Two LEDBeam 100s were attached to each of the six upright towers and used for colorful, whizzy, chasey effects and to make up zany beam patterns throughout the set. For the Manchester show, the count was boosted up to 24 LEDBeam fixtures which helped fill the enormous stage space.
Eight of the LEDWash 600s were positioned on the back truss, four on drop-arms, with the other four on the floor pointing at the towers and highlighting the metalwork which shaped the otherwise bare stage. They also provided a comprehensive downstage wash.
Farmer used the Robe LEDWash 600s for the first time on last year’s Roger Daltrey tour and really liked them. However, he wasn’t able to use smoke then, so on the Happy Mondays, with some serious ‘atmosphere,’ he was able to fully appreciate the diversity and richness of the color palette.
He also likes the versatile 15-60 degree zoom. Much of the time the LEDWash 600s were so bright – even for the Mondays – that he ran them at around 50 percent intensity.
“It’s a very good piece of kit” he comments, adding that he is also encountering them increasingly frequently in venue house rigs.
He also found the ROBIN 600 Spots bright and reliable.

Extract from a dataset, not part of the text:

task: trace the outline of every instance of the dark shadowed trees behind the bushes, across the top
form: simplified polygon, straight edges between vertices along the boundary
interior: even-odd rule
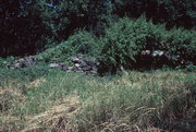
[[[145,13],[167,27],[195,28],[195,0],[1,0],[0,56],[42,51],[81,27],[103,35],[107,25],[124,15]]]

On the Monday’s rig, one was positioned on the top of each tower, five on the back truss and two on the floor. They were used for supplementary beam-work and for general band lighting. ”Very responsive, fast, and offer a good gobo selection,” says Farmer of these.

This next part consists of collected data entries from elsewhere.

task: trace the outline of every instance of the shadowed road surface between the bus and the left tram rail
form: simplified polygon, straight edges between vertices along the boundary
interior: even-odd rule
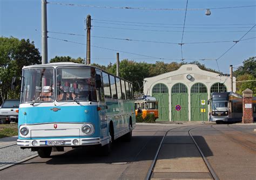
[[[2,170],[0,179],[144,179],[165,130],[138,125],[132,141],[117,141],[107,157],[93,149],[67,148],[51,158],[36,157]]]

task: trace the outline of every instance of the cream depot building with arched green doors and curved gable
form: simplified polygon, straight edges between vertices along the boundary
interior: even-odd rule
[[[231,79],[187,64],[177,71],[145,78],[143,91],[158,100],[157,121],[208,121],[207,100],[212,92],[231,91]]]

Generics on the rig included Sunstrips, Molefeys, ACLs and PARs – all adding their own distinctive touches of Old Skool magic.
Upstage was a 12 by 3 meter surface of X-spheres – supplied by XL Video – fed with ambient video content from Livid’s CellDNA software running on a laptop.
Farmer showed his talents for making an expedient lighting rig go a long way, bringing contemporary flourishes to the movement, excitement and classic club looks that also immersed the audience in the performance, true rave-style.
His crew from Zig Zag were Tom Loynes, Andrew “Bob” Laidlaw and Franki McDade.
From a rental company perspective, Zig Zag’s Neil Hunt comments, “The light weight, neat packaging, low energy consumption and huge light output of all the Robe ROBIN fixtures ticks all the boxes for me. Reducing both the actual weight of the luminaires themselves and consequently the ‘trucking volume,’ coupled with the corresponding reduction in required cabling, allows a rig that would have once needed an arctic of its own to fit comfortably into an 18-ton truck. Everyone’s a winner, most importantly, the environment.”